Wichtig ist mir auch, dass ich den Radiator oben unter die nach aussen pustenden 200mm NZXT Lüfter einbauen kann. Dafür hat NZXT dem Gehäuse ja extra eine passende Halterung beigelegt. Ich möchte nämlich keine Modifikationen am Gehäuse vornehmen.

Viele Grüße

Heinz-Jürgen


----------



## <BaSh> (5. Mai 2011)

*AW: Umstieg von THERMALRIGHT ARCHON auf Wasserkühlung - NZXT PHANTOM*

Zuerst bitte Guide & Beispielkonfiguration lesen . 
Dann Warenkorb bei Aquatuning zusammenstellen und hier posten.
Besonders wichtig sind auch noch die Angaben ob OC wird, wie laut es werden darf und wie viel Budget zur Verfügung steht.


----------



## schachi08 (5. Mai 2011)

*AW: Umstieg von THERMALRIGHT ARCHON auf Wasserkühlung - NZXT PHANTOM*

Guide und Beispielkonfiguration habe ich bereits gelesen. Ich möchte ja ein Set haben und den Link dazu habe ich bereits gepostet.

Die Preiskategorie ist bis 250 Euro. Overclocking betreibe ich nicht und je leiser das System ist, desto besser.

Ich hoffe die Angaben sind ausreichend.


----------



## <BaSh> (5. Mai 2011)

*AW: Umstieg von THERMALRIGHT ARCHON auf Wasserkühlung - NZXT PHANTOM*

Hier wäre ein Silent Vorschlag von mir.
Ob dieser unter deine 200er Küfter passt weiss ich leider nicht da ich das Gehäuse nicht kenne.

Edit: Angepasster Warenkorb.


----------



## schachi08 (5. Mai 2011)

*AW: Umstieg von THERMALRIGHT ARCHON auf Wasserkühlung - NZXT PHANTOM*

Danke für die Empfehlung. Es passt aber leider nur ein 240er Radiator oben in das Gehäuse.

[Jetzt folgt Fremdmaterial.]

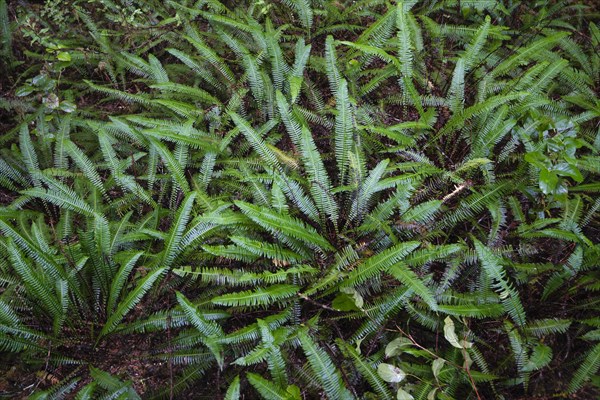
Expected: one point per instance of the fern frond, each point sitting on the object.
(344, 129)
(258, 297)
(280, 224)
(381, 262)
(323, 368)
(131, 300)
(508, 295)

Was spricht denn gegen das EK WATERBLOCKS Set?


----------



## <BaSh> (5. Mai 2011)

*AW: Umstieg von THERMALRIGHT ARCHON auf Wasserkühlung - NZXT PHANTOM*

1. Der EK HF ist nicht nötig wenn du ihn nicht wegen der Optik haben willst. Der Delrin bringt die gleiche, wenn nicht sogar mehr Leistung für die Hälfte an Geld. Der AGB ist auch nicht nötig wenn du ihn nicht unbedingt möchtest. Die Pumpe die dabei ist ist zwar gut aber wenn du eine Aquastream nimmst bist du einfach zukunftssicherer, wenn dein System mal aufgerüstet werden sollte kannst du es mit dieser Pumpe problemlos betreiben. Die Lüfter die im Paket dabei sind, sind garantiert nicht leise mit 2200 Umdrehungen. Die Kühlflüssigkeit ist nicht empfehlenswert ( da fällt mir ein ich habe diese in meinem Vorschlag vergessen). Der Schlauch knickt meistens bei engen Biegeradien ein. So wenn ich etwas vergessen habe das gegen dieses Paket spricht möge mich bitte jemand verbessern


----------



## schachi08 (5. Mai 2011)

*AW: Umstieg von THERMALRIGHT ARCHON auf Wasserkühlung - NZXT PHANTOM*

Klingt für mich wirklich überzeugend - besten Dank. Kann ich auch Noiseblocker NB-BlackSilentPRO PL-PS Lüfter mit 4-pol PWM Anschluss nehmen? Die könnte ich dann zwecks Drehzahlregelung direkt aufs Mainboard stecken.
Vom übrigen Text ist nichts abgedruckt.